R.cory Watkins et al. [6] has mentioned that from the time of layering stage criminals tries to pretend that laundered money looks like as funds from legal activities and that cannot be differentiated normally. Traditional investigative approaches use to uncover money laundering patterns can be broken down into one of three categories: Identification, detection avoidance and supervision.

Nhien An Le Khac et al. [1][2][3] constructed a data mining based solutions for examining transactions to detect money laundering and suggested an investigating process based on different data mining techniques such as Decision tree, genetic algorithm and fuzzy clustering. By merging natural computing techniques and data mining techniques; knowledge based solution were proposed to detect money laundering. Different approaches were proposed for quick identification of customers for the purpose of application of Anti money laundering. In their paper implemented an approach where in they determined the important factors for investigating money laundering in the investment activities and then proposed an investigating process based on clustering and neural network to detect suspicious cases in the context of money laundering. In order to improve running time heuristics such as suspicious screening were applied.

Yang Qifeng et al. [4] in their paper mentioned that online payment becomes a convenient way to launder money with development of e-commerce. They constructed an anti-money laundering system as a service function of union bank center. This system can monitor and analyze the transaction data dynamically, and provide auxiliary judgment and the decision support for anti-money laundering

Jong Soo Park et al. [8] in their paper examined the issue of mining association rules among items in a large database of sale transactions.

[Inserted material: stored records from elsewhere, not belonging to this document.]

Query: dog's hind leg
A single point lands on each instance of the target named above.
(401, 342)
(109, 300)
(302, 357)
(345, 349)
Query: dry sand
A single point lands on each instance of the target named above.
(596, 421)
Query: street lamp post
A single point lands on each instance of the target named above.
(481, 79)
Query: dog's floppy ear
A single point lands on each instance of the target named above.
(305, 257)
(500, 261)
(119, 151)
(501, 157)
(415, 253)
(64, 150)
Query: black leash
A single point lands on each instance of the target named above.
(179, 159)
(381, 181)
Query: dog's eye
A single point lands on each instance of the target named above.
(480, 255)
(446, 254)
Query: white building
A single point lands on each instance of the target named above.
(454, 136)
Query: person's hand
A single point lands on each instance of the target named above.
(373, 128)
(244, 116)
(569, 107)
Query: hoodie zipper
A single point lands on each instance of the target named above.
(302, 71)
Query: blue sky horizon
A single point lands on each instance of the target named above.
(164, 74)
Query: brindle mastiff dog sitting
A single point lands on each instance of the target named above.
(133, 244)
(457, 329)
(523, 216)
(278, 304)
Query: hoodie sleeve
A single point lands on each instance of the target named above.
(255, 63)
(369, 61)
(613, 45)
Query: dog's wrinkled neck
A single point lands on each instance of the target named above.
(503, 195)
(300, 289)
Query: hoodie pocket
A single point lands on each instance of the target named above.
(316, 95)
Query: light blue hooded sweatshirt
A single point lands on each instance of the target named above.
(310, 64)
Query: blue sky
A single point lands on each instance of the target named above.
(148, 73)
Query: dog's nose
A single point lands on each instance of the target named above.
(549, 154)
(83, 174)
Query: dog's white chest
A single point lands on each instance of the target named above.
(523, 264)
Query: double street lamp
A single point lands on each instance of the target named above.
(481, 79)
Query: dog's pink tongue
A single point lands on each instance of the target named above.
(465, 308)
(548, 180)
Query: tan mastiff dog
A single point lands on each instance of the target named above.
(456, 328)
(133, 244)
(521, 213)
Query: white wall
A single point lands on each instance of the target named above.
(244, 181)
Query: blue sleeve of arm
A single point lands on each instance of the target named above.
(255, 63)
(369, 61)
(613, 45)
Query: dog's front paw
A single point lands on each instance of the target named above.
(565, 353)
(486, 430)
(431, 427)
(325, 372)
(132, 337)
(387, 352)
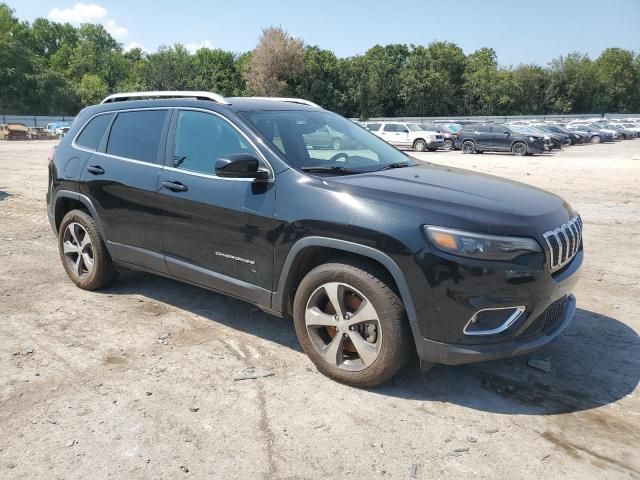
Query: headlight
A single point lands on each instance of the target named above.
(477, 245)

The problem of discovering large item sets can be solved by construction of candidate set of item sets first and then identifying within this item set those item sets that need the large item set requirement. The generation of smaller candidate sets enables us to effectively trim the transaction database size at a much earlier stage of the iteration thereby reducing the computational cost.

PankajRichhariya et al.[7] views on fraud detection is owing to levitate and rapid escalation of E-commerce, cases of financial fraud allied with it are also intensifying which results in trouncing of billions of dollars worldwide each year. They provided a comprehensive and review of different techniques like credit card fraud detection, online auction fraud, telecommunication fraud detection, and computer intrusion technique. The disadvantage with the intrusion detection system has poor portability because the system and its rule set must be specific to the environment being monitored.

Jiawei Han et al. [5] in their book focused on improving the efficiency of apriori algorithm and then explained Hash based technique to reduce the size of candidate k –tem set, Ck, for k>1.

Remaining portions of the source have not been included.